Casting a Cautious Eye on Private-Equity IPOs

Retail investors wanting a piece of high-rolling private-equity action should look cautiously at a novel pair of initial public offerings from giant buyout firms Kohlberg Kravis Roberts and Apollo Investment Group, as underwriting firms move to get a share of the lucrative market.

Seen as the advance guard of a movement expected to sweep through the private-equity industry, the two multibillion-dollar firms created closed-end, public investment companies that will make private investments in middle-market companies. These mezzanine debt funds will generate income through debt, and eventually, stock in companies that are taken public.

According to a Securities and Exchange Commission filing, KKR's business development company will invest up to 30% of its portfolio in distressed debt, high-yield or junk bonds and other distressed securities of public companies.

Apollo raised $930 million and closed its doors to new money after pricing an IPO for its Apollo Investment Corp. ( AINV) on April 5. KKR filed a $750 million offering Monday that could raise well over $1 billion, according to industry observers.

But David Menlow, president of, said investors won't see the quick gains and high stock turnover once equated with initial public offerings. While the new securities are public, investors in the third- and fourth-largest IPOs of the year should go in with a whole new set of expectations, he said.

"Investors coming into these deals have to just let go of whatever objectives they have for the short term," he said. "This is all about trusting Apollo or KKR. It's 'Let's put our faith with them.' It's a longer-term view, not something where you're going to buy these stocks and get a pop at the opening."

Apollo Investment shares closed at $15.04 on Tuesday, and have reached only as high as $15.44 since they started trading April 6.

Robert Kyle, executive vice president of PlacementTracker, says private-equity investing is very different from buying stocks. While the novelty of getting into these deals may be appealing, it's also very complicated.

"It's probably a bit of a trend, these alternative investment vehicles getting exposed to the public markets -- it gives investors a chance to do things they normally can't do," he said. "But I think the biggest question mark here is: Will the average investor be able to understand what they're buying here?"
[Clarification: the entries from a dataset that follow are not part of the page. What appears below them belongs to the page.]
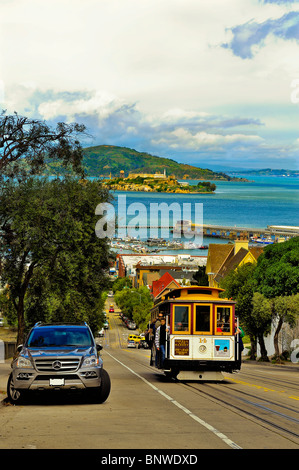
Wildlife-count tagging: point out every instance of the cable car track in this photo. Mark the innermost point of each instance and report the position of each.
(291, 385)
(227, 402)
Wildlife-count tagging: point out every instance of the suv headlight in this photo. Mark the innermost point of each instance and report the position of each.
(90, 361)
(23, 362)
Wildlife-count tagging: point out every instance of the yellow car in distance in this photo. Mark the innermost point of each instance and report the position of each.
(135, 338)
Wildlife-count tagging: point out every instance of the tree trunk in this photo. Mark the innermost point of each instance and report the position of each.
(253, 348)
(264, 354)
(276, 334)
(21, 321)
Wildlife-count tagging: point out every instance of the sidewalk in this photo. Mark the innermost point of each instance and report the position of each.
(5, 370)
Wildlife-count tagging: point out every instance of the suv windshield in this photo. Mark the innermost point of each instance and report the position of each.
(67, 336)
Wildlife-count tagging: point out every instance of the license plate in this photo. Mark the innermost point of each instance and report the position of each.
(56, 382)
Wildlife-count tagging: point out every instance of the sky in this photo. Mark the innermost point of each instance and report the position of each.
(209, 83)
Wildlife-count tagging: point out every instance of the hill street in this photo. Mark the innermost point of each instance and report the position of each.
(257, 408)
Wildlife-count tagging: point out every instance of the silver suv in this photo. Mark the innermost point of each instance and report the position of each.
(58, 356)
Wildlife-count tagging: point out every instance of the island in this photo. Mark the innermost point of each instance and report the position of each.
(158, 183)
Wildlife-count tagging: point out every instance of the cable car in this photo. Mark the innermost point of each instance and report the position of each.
(200, 340)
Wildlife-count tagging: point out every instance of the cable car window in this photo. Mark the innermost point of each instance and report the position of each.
(203, 319)
(223, 320)
(181, 318)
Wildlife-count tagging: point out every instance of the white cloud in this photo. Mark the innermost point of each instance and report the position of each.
(151, 72)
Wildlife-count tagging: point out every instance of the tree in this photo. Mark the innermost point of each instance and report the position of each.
(27, 144)
(277, 278)
(48, 246)
(262, 316)
(277, 270)
(285, 310)
(135, 304)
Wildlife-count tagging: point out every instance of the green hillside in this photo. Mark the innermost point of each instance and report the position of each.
(105, 159)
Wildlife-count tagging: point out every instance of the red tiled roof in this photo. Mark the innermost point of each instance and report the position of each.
(162, 283)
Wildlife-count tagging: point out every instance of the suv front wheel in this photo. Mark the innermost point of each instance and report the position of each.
(16, 397)
(100, 394)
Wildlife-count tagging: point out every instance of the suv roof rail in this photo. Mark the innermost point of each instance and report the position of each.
(40, 323)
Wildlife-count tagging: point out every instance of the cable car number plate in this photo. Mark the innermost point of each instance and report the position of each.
(181, 347)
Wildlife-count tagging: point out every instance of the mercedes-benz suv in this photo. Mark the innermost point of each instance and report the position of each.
(58, 357)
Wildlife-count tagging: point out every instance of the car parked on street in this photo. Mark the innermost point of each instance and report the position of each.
(58, 357)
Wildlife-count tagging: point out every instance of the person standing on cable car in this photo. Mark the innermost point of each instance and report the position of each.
(160, 341)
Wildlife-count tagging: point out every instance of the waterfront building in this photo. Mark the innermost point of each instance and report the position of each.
(144, 269)
(224, 258)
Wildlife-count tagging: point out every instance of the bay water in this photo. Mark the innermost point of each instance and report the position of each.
(266, 200)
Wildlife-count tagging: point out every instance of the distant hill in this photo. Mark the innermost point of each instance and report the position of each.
(104, 160)
(266, 172)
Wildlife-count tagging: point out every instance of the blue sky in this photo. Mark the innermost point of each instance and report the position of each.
(213, 84)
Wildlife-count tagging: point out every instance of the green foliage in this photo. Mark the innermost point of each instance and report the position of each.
(53, 262)
(135, 304)
(277, 272)
(26, 144)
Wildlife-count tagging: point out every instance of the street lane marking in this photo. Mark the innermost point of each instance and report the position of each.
(215, 431)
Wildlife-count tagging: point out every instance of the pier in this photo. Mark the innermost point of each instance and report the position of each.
(228, 232)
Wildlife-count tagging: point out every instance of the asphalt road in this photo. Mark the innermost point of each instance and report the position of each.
(257, 408)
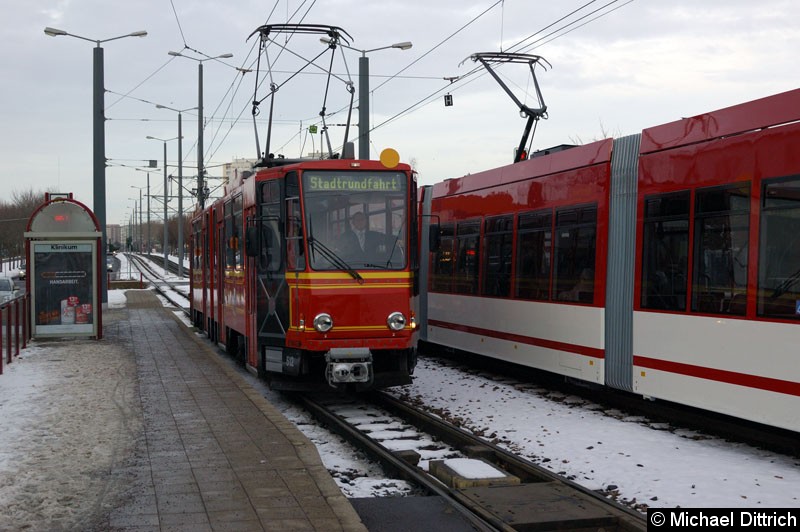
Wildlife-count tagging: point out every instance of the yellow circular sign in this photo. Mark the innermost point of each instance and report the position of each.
(390, 158)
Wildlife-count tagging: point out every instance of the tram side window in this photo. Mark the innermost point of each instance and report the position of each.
(237, 243)
(230, 234)
(575, 249)
(204, 242)
(721, 236)
(269, 256)
(465, 278)
(442, 267)
(295, 259)
(665, 251)
(779, 257)
(534, 249)
(497, 257)
(197, 248)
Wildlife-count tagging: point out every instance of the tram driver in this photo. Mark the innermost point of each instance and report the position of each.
(361, 244)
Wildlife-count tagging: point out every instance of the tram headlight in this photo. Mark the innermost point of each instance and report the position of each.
(396, 321)
(323, 322)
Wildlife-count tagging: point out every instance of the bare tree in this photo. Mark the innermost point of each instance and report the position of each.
(14, 216)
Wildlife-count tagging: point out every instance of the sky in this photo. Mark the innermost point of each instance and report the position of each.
(615, 70)
(645, 463)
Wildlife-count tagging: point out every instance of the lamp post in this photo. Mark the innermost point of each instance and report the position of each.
(99, 141)
(363, 91)
(140, 215)
(201, 195)
(149, 245)
(180, 183)
(166, 192)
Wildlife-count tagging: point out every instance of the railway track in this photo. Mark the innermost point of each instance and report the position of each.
(163, 286)
(490, 487)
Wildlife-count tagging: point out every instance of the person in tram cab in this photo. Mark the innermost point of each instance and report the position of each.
(361, 244)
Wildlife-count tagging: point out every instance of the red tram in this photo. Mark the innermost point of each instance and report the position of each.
(279, 275)
(665, 263)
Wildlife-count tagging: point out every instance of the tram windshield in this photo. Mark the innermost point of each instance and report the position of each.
(356, 220)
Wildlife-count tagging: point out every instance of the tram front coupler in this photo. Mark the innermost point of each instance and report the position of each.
(348, 365)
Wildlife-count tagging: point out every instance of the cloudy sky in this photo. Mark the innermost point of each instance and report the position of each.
(617, 67)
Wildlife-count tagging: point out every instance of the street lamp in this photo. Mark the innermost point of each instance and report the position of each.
(99, 136)
(166, 191)
(140, 216)
(180, 183)
(201, 195)
(149, 245)
(363, 91)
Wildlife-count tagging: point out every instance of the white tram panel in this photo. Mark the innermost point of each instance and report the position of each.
(557, 337)
(744, 347)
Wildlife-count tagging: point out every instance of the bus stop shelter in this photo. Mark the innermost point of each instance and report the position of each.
(62, 243)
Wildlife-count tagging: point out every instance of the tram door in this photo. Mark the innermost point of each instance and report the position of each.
(272, 307)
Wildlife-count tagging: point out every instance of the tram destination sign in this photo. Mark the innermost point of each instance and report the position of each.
(359, 182)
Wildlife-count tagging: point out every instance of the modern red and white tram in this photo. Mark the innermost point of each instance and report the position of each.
(665, 263)
(276, 279)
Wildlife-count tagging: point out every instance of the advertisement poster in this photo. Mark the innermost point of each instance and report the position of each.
(63, 287)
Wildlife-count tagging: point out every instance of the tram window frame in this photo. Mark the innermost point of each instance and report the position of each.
(230, 257)
(295, 255)
(466, 271)
(665, 251)
(197, 248)
(498, 235)
(442, 262)
(270, 256)
(238, 228)
(779, 249)
(721, 248)
(534, 255)
(575, 253)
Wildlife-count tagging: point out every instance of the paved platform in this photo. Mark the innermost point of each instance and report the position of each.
(214, 454)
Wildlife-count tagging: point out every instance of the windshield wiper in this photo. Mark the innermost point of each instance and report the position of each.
(335, 259)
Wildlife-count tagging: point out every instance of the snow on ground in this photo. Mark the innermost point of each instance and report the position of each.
(651, 464)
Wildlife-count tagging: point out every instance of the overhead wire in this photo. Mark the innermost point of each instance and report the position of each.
(473, 75)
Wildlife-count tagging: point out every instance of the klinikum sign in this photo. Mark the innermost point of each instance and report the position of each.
(62, 243)
(62, 280)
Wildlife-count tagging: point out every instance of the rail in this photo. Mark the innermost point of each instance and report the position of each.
(15, 328)
(525, 497)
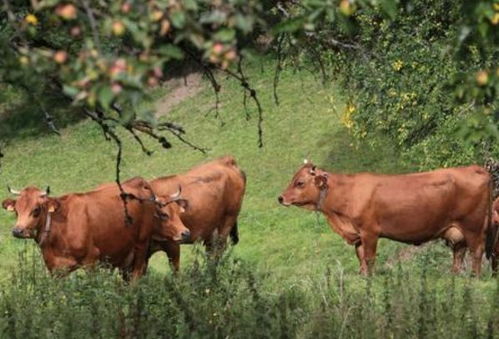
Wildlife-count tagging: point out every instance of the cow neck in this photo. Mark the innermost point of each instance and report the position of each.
(43, 235)
(322, 195)
(335, 201)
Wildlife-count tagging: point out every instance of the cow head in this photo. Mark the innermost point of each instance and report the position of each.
(305, 187)
(31, 208)
(171, 226)
(495, 215)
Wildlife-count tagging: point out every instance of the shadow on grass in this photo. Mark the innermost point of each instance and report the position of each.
(351, 156)
(21, 117)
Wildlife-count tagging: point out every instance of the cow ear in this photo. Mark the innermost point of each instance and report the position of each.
(9, 204)
(183, 204)
(320, 181)
(312, 170)
(53, 205)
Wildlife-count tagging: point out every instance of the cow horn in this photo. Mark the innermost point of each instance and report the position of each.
(176, 195)
(46, 192)
(11, 191)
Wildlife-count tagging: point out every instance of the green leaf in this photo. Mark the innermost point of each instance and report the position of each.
(389, 8)
(70, 90)
(225, 35)
(105, 96)
(178, 19)
(171, 51)
(244, 22)
(289, 26)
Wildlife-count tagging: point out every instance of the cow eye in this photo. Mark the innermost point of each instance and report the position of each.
(163, 216)
(36, 211)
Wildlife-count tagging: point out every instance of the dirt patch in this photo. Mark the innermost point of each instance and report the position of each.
(179, 89)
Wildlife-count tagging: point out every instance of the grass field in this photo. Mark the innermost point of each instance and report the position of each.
(289, 250)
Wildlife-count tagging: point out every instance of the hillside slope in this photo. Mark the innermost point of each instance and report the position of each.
(290, 243)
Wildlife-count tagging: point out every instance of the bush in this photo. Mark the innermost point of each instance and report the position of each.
(401, 84)
(227, 299)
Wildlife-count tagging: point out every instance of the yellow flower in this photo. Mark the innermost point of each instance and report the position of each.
(31, 19)
(346, 118)
(495, 19)
(397, 65)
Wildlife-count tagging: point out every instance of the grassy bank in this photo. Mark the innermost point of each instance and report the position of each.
(290, 275)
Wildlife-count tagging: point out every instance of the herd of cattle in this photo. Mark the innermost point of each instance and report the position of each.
(123, 226)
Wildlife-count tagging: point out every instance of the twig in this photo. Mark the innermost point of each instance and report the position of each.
(178, 135)
(278, 67)
(252, 93)
(110, 135)
(91, 18)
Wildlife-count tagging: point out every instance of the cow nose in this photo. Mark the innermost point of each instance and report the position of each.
(17, 232)
(186, 235)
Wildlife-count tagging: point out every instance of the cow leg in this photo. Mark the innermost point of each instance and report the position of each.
(476, 244)
(359, 250)
(369, 242)
(62, 266)
(139, 262)
(173, 252)
(458, 251)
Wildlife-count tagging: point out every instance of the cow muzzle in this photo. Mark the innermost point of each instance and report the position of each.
(20, 233)
(281, 200)
(186, 236)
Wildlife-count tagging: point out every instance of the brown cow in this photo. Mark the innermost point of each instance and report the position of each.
(82, 228)
(495, 241)
(214, 192)
(452, 203)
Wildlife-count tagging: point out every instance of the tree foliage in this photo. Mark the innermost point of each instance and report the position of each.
(102, 57)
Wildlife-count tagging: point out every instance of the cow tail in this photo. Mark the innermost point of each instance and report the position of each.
(491, 234)
(492, 168)
(234, 234)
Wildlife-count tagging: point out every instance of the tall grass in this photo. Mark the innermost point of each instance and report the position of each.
(290, 275)
(229, 299)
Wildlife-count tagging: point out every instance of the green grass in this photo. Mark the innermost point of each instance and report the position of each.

Absolutely not, said one long-time private-equity expert, who asked not to be identified.

"In my view, they're incredible sucker bets," he said. "These offerings are loaded up with fees and underwriter spreads and it's incredibly stupid."

Menlow said the underwriters of these offerings were set to reap significant revenue from the customary 6.25% commission for the listings. UBS Investment Bank, a unit of UBS Group ( UBS); J.P. Morgan Securities, a unit of J.P. Morgan Chase ( JPM); and Citigroup ( C) led the Apollo deal. Credit Suisse First Boston, a unit of Credit Suisse ( CSR) and J.P. Morgan Securities handled the KKR listing.

"It does appear to be the underwriting companies' opportunity to share in the fees that are going around," he said. "This is the world of the brokerage community trying to capture a piece of that market."

Other private-equity firms have been approached by underwriters who hope to swing similar deals, but none have announced their plans.

In addition, the anonymous industry expert said KKR has no history of distressed-debt investing.

"They're raising the fund totally on the name of KKR, as opposed to some long-term historical record of these kinds of investments," he said.

Apollo expanded its distressed debt investing last year, launching a $650 million hedge fund to make those investments.

Typically, investors in private-equity funds commit large amounts of money -- usually a minimum of $5 million for institutional investors -- provide capital when the fund asks for it, and wait as long as 10 years to see a profit. The private-equity fund takes 20% of that profit, usually after it reaches a previously agreed-upon profit percentage, often called the hurdle rate.

Despite differing track records, the two private-equity shops have one thing in common: They both want to raise as much money as they can as quickly as possible, and the public offering shortcuts a private fund-raising process that can take up to a year.

"It's weird that the private-equity industry has glommed onto this method of fundraising, but look at the dichotomy between this and the difficulty of raising a fund in the private market," the industry skeptic said. "It's difficult to raise a mezzanine fund privately, and it takes a long time. I would contrast that with the ease with which Apollo and KKR are seemingly going to pull off the public thing."

"I bet everybody's going to be doing one of these deals now," Kyle said. "The appetite is there."

Menlow said the need to defer the expectations of quick money may go some small way to ending investors' notions for newly listed companies.

"It's just pushing everyone back to the strict definition of what IPO investing is all about," he said.